Подтверждая аналогию с чайником, капитан издал долгий вздох, переходящий в тоскливый свист, и почти нежно спросил меня:
— Елена, ты дура или притворяешься? По делу Рогова тебе нельзя проводить расследование, ни журналистское, ни какое-либо другое! Ты же уже проходишь по этому самому делу свидетелем!
— Каким еще свидетелем?! — изумилась я. — Ты сам дурак!
— Сам тоже дурак, — неожиданно согласился капитан. — Надо было сразу тебя предупредить. Еще утром, как только ты вызвонила нас с Петькой.
— Минуточку! — Я энергично потерла лоб свободной от телефонной трубки рукой и слегка разогнала туман в мозгах. — Серега, погоди-ка… Свидетелем я могу проходить только по делу об убийстве Алика Дыркина. Ты хочешь сказать, что это дело как-то связано с роговским?
— Это одно и то же дело, тупица! — гаркнул сыщик.
— Сам тупица! — крикнула я в ответ. — При чем тут Алик Дыркин?
— Да при том, что твой Алик Дыркин и Александр Сударев — одно и то же лицо!
— Как это может быть? — опешила я.
— Вот балда-то! — посетовал Лазарчук. — Ты своего соседа давно знаешь? Он сам тебе представился Аликом Дыркиным?
— Мы в нашей нынешней квартире второй год живем, и Алика я знаю с тех самых пор, как мы туда въехали, — ответила я. — Он нам вещи помогал в дом заносить. Хороший сосед был, отзывчивый. А что он Дыркин был, так это тебе все жильцы скажут. Старики Крутиковы, например, они Алика еще мальчишкой знали.
— Мальчишкой он действительно был Дыркиным, — согласился Лазарчук. — А полгода назад поменял документы и взял фамилию матери. А она Сударева была. Что до имени Алик, то это, как я понимаю, просто сокращенное производное от полного: Александр.
— Дыркин поменял фамилию? — повторила я. — Зачем?
— А я откуда знаю? — наверное, теперь плечами пожал капитан. — Может, жениться собирался? Сама понимаешь, не каждая девушка захочет быть Дыркиной. Фамилия не особенно благозвучная.
— Ага, — тупо сказала я. — Угу. Теперь поняла. Значит, Дыркин — это и есть Сударев. И получается, что… Эге!
— Вижу, дошло, — проворчал Лазарчук. — Теперь, подруга, ты понимаешь, что в данном случае не имеешь морального права выступать в качестве независимого журналиста? Понимаешь, молодец. Так что беги к своему начальству и бери самоотвод.
— Бегу, — ответила я, роняя трубку.
Прорваться в кабинет директора с разбегу не удалось — в приемной была небольшая очередь. Первым стоял режиссер Слава, по встрепанному виду которого было ясно, что дело у него совершенно неотложное. Слава нетерпеливо переминался с ноги на ногу, страдальчески морщился, томно вздыхал и даже скреб ногтем филенку двери.
— Славик, ты не перепутал двери? — на всякий случай поинтересовалась я. — Туалет ниже этажом.
— Туалет у нас всюду! — Слава взорвался, как китайская хлопушка. — Основной продукт, который мы производим, — это дерьмо! Мы гадим на нашего телезрителя с экрана, мы выливаем на него фекалии, не оставляя ни единой возможности глотнуть свежего воздуха!

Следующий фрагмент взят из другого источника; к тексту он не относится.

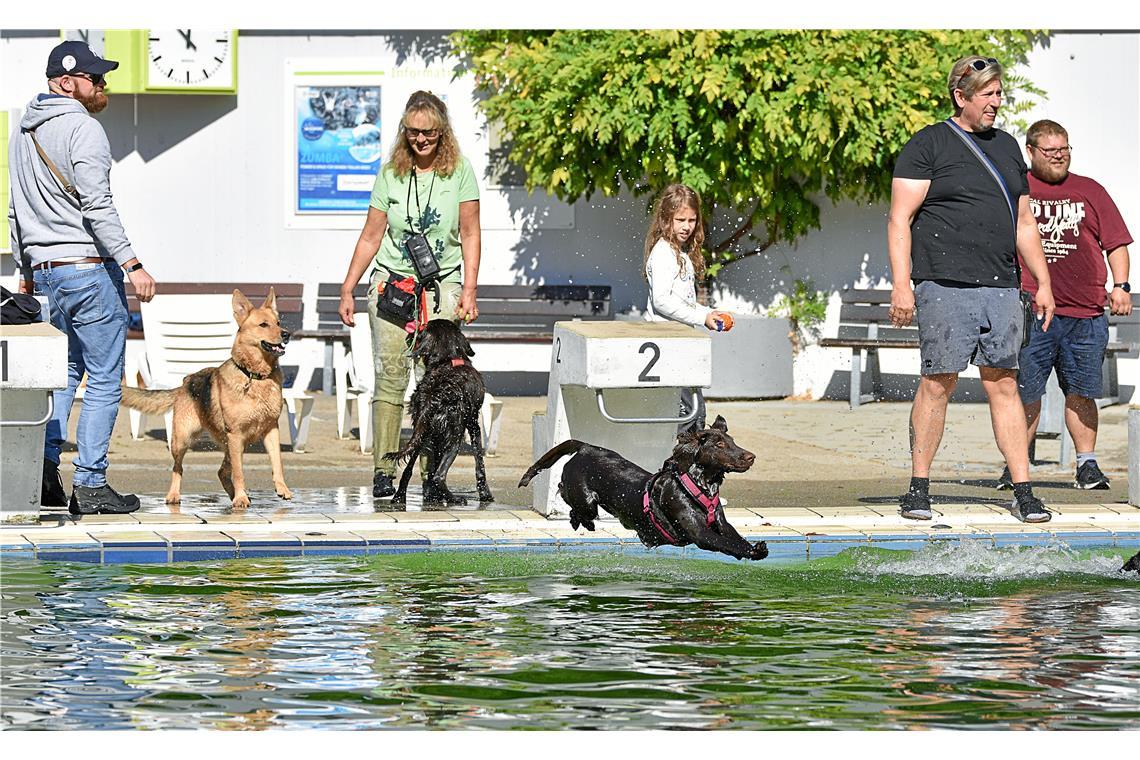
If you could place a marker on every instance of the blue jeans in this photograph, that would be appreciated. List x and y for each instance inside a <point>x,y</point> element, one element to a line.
<point>1075,346</point>
<point>88,304</point>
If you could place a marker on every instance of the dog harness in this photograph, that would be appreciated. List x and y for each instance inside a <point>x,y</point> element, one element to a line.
<point>693,490</point>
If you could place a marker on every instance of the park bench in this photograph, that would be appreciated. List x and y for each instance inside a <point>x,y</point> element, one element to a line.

— Славину программу с примой местного балета сняли с эфира, чтобы поставить рекламную передачу «Мир сантехники», — пояснил мне Аслан Буряк, полубоком взгромоздившийся на стол секретарши.

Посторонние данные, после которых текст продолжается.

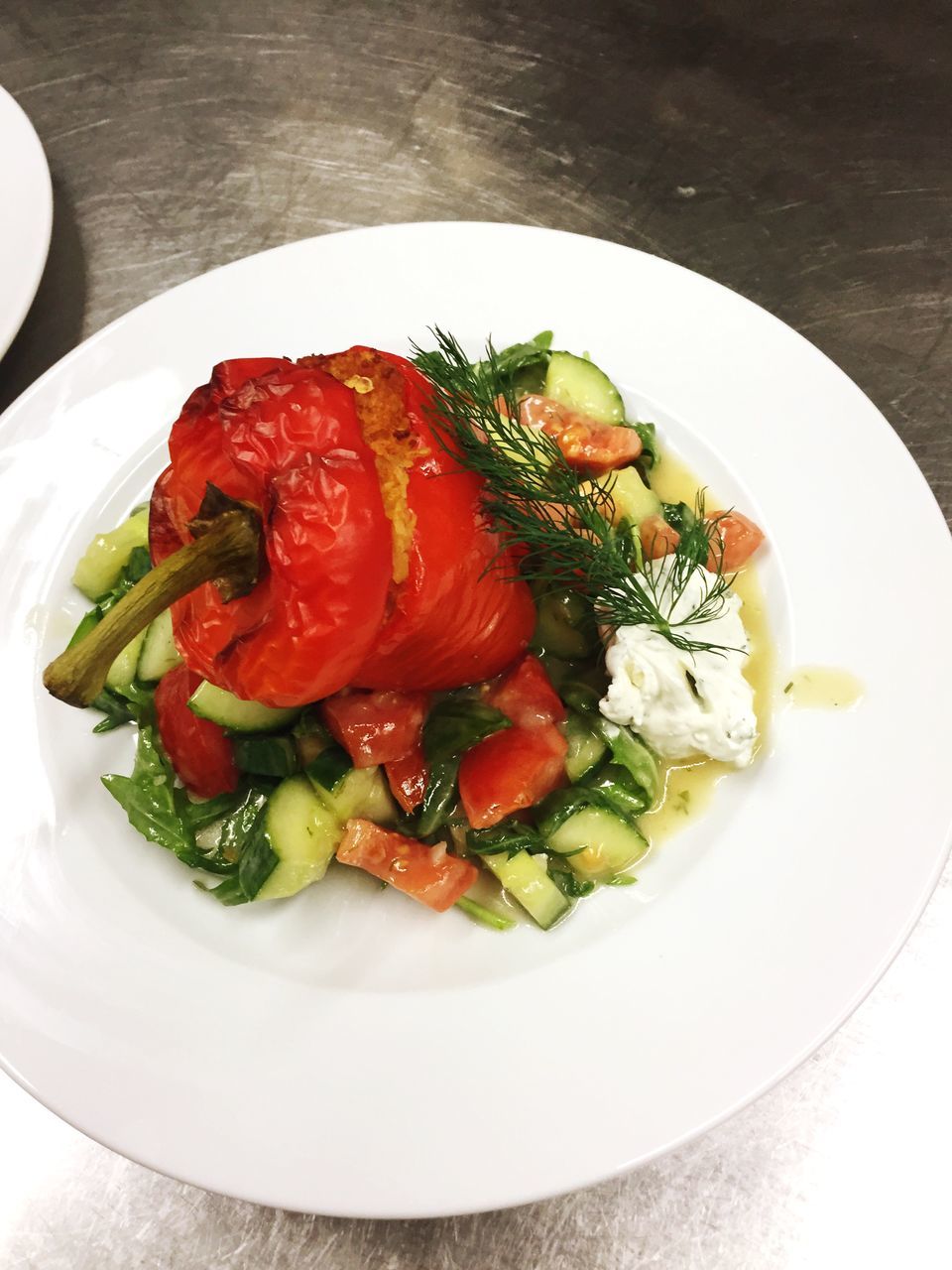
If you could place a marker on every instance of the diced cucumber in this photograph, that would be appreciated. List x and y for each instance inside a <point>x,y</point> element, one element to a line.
<point>230,711</point>
<point>619,790</point>
<point>633,497</point>
<point>302,835</point>
<point>527,880</point>
<point>159,653</point>
<point>610,843</point>
<point>581,386</point>
<point>565,626</point>
<point>105,557</point>
<point>266,756</point>
<point>631,752</point>
<point>585,748</point>
<point>329,767</point>
<point>122,672</point>
<point>362,792</point>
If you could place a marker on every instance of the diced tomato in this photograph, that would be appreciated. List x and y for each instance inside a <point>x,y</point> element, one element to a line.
<point>734,541</point>
<point>197,748</point>
<point>408,778</point>
<point>590,445</point>
<point>657,538</point>
<point>428,874</point>
<point>376,726</point>
<point>509,771</point>
<point>526,695</point>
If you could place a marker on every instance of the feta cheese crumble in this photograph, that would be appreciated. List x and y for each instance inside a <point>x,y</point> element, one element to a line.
<point>684,703</point>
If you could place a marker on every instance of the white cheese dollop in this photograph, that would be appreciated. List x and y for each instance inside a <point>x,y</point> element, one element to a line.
<point>684,703</point>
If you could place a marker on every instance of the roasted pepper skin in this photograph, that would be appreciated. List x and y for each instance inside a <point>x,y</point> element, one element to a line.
<point>326,613</point>
<point>287,443</point>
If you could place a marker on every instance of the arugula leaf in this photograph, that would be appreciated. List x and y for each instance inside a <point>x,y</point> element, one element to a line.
<point>524,366</point>
<point>694,536</point>
<point>149,799</point>
<point>258,857</point>
<point>227,892</point>
<point>456,724</point>
<point>439,797</point>
<point>509,835</point>
<point>569,884</point>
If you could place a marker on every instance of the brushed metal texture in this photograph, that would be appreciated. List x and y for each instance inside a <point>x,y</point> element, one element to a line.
<point>797,154</point>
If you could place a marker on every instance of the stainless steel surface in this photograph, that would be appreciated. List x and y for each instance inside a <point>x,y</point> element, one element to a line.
<point>798,154</point>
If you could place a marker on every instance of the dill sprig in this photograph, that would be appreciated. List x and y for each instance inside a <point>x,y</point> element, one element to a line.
<point>563,526</point>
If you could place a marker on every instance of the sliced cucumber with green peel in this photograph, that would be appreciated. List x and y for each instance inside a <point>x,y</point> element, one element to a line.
<point>107,556</point>
<point>630,752</point>
<point>267,756</point>
<point>565,626</point>
<point>363,792</point>
<point>236,715</point>
<point>122,672</point>
<point>159,653</point>
<point>585,748</point>
<point>633,497</point>
<point>581,386</point>
<point>608,843</point>
<point>298,839</point>
<point>527,880</point>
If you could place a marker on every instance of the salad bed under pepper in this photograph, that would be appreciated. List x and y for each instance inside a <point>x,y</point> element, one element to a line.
<point>404,668</point>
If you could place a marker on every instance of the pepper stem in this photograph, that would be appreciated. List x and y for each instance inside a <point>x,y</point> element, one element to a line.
<point>226,553</point>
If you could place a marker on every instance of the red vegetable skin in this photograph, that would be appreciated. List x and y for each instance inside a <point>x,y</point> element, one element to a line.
<point>426,874</point>
<point>592,447</point>
<point>408,778</point>
<point>451,621</point>
<point>290,444</point>
<point>376,726</point>
<point>197,748</point>
<point>734,540</point>
<point>526,695</point>
<point>509,771</point>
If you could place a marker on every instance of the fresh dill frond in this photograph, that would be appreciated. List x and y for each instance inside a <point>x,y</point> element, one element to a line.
<point>562,525</point>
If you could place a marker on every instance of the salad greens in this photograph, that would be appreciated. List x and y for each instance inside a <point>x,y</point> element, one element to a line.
<point>298,788</point>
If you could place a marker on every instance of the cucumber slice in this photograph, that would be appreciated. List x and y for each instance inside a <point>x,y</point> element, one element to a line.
<point>105,557</point>
<point>362,793</point>
<point>610,843</point>
<point>122,672</point>
<point>230,711</point>
<point>565,626</point>
<point>267,756</point>
<point>159,653</point>
<point>526,879</point>
<point>633,497</point>
<point>302,835</point>
<point>630,752</point>
<point>585,748</point>
<point>581,386</point>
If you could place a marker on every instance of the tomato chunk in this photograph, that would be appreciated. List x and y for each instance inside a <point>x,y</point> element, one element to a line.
<point>426,874</point>
<point>197,748</point>
<point>734,540</point>
<point>590,445</point>
<point>509,771</point>
<point>408,778</point>
<point>376,726</point>
<point>526,695</point>
<point>657,538</point>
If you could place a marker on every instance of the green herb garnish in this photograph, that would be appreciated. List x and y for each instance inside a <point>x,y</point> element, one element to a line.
<point>562,524</point>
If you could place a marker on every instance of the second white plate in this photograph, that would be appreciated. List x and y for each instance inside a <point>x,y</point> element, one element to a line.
<point>348,1052</point>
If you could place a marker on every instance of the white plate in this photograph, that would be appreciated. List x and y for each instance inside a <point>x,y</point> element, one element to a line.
<point>348,1052</point>
<point>26,216</point>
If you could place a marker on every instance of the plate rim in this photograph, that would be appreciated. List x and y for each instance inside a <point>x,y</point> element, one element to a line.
<point>839,1016</point>
<point>32,285</point>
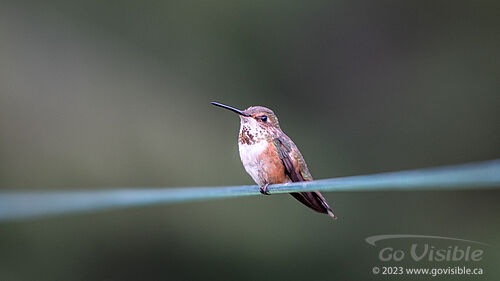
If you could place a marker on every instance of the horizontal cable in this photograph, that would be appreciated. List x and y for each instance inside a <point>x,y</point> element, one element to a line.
<point>28,204</point>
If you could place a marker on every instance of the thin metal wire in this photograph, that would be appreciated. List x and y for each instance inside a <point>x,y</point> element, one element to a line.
<point>29,204</point>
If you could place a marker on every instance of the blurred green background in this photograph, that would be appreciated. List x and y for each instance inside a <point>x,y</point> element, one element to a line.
<point>104,94</point>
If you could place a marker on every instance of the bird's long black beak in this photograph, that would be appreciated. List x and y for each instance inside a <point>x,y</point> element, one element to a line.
<point>230,108</point>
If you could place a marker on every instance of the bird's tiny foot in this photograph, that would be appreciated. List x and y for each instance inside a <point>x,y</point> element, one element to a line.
<point>263,189</point>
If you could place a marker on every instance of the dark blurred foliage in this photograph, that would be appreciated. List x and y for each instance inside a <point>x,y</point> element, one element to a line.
<point>100,94</point>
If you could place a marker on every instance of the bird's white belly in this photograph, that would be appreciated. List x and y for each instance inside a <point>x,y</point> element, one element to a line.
<point>249,155</point>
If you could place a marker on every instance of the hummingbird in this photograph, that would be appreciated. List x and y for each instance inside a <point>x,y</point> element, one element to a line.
<point>271,157</point>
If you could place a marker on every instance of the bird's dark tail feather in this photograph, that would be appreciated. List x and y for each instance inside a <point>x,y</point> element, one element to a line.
<point>315,201</point>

Одним выпуклым черным глазом Ослик ИО подмигивал офисной барышне, а другим бдительно следил, как бы кто не пробился к шефу вне очереди.
— Аслан! — обрадовалась я, тут же придумав, как разрулить сложившуюся ситуацию. — Хочешь сенсационный материал?

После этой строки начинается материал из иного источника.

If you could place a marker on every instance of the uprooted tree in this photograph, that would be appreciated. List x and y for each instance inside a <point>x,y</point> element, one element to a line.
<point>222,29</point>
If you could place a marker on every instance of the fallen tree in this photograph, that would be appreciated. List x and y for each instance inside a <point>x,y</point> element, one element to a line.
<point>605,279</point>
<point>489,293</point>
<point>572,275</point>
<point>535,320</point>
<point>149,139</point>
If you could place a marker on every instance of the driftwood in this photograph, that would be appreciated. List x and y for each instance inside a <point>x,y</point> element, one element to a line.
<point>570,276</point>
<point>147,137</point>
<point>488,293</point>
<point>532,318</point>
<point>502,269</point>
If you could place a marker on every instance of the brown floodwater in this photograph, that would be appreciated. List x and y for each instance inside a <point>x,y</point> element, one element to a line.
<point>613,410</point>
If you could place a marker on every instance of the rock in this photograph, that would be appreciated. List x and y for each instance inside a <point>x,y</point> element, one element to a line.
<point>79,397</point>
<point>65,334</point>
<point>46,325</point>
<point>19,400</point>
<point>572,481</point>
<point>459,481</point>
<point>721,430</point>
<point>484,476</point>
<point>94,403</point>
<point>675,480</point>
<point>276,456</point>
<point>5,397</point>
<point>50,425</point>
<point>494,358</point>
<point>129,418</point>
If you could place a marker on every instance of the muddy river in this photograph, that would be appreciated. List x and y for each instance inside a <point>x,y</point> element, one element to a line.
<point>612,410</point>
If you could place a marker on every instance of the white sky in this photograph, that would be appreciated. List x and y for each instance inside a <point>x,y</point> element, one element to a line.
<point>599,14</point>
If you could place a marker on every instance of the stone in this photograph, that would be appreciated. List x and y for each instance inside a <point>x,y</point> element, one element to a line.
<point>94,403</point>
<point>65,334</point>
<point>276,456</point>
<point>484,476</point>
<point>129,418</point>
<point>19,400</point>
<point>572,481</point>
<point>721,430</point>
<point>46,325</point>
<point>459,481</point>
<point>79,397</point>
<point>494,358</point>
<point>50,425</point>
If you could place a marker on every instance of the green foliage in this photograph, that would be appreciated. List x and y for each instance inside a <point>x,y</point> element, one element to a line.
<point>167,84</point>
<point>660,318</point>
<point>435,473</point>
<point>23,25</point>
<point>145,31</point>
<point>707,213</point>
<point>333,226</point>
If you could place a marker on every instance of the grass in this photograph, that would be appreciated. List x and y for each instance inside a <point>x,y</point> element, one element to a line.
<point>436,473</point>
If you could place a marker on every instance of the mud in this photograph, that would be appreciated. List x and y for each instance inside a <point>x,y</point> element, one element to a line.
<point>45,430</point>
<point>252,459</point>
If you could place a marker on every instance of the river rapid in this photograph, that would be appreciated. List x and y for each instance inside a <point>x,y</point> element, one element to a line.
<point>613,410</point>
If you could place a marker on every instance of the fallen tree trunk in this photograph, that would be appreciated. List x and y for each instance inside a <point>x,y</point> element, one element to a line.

Оба глаза Ослика испытующе вперились в меня.
— То ночное ЧП в моем доме, о котором ты делал репортаж, получило неожиданное и скандальное продолжение. Утром одного из жильцов нашего подъезда нашли в своей квартире зверски убитым. У тебя на пленке этот парень снят живым-живехоньким, в обнимку с подружкой…
Я замолчала, собираясь с мыслями, чтобы подать информацию как можно более увлекательно. Мне нужно было, чтобы амбициозный Буряк сам запросился заменить меня на ответственном задании.
— Продолжай, мне интересно, — тут же сказал Ослик.
— Еще бы не интересно! Покойник был редким бабником, и сыщики полагают, что его убил муж одной из его любовниц. Знаешь, как убил? Горло перерезал, едва голову не отхватил!
— Минуточку! Ты хочешь сказать, что твоего соседа-бабника грохнул Носорог?! — сообразил Аслан. — Упасть — не встать!
Я глубоко кивнула.
В полном восторге от собственной догадливости, Буряк хлопнул себя по коленкам и свалился со стола.
— Упал, — прокомментировал Славик, улыбнувшись краем рта.
— Но встал! — откликнулся Алик, подпрыгнув, как ванька-встанька.
— По заданию Алексея Ивановича мы с Вадиком уже сделали небольшой репортажик, но я решила, что должна отдать материал тебе. По праву первооткрывателя это алмазное месторождение — твое.
— Это честно, — важно изрек Ослик ИО.
Слава скептически вздернул бровь и вполголоса спросил меня с интонацией, близкой к утвердительной:
— Что, не хочешь мараться в дерьме?
— Кому дерьмо, а кому и золотая жила, — философски заметила я, кивнув на Ослика.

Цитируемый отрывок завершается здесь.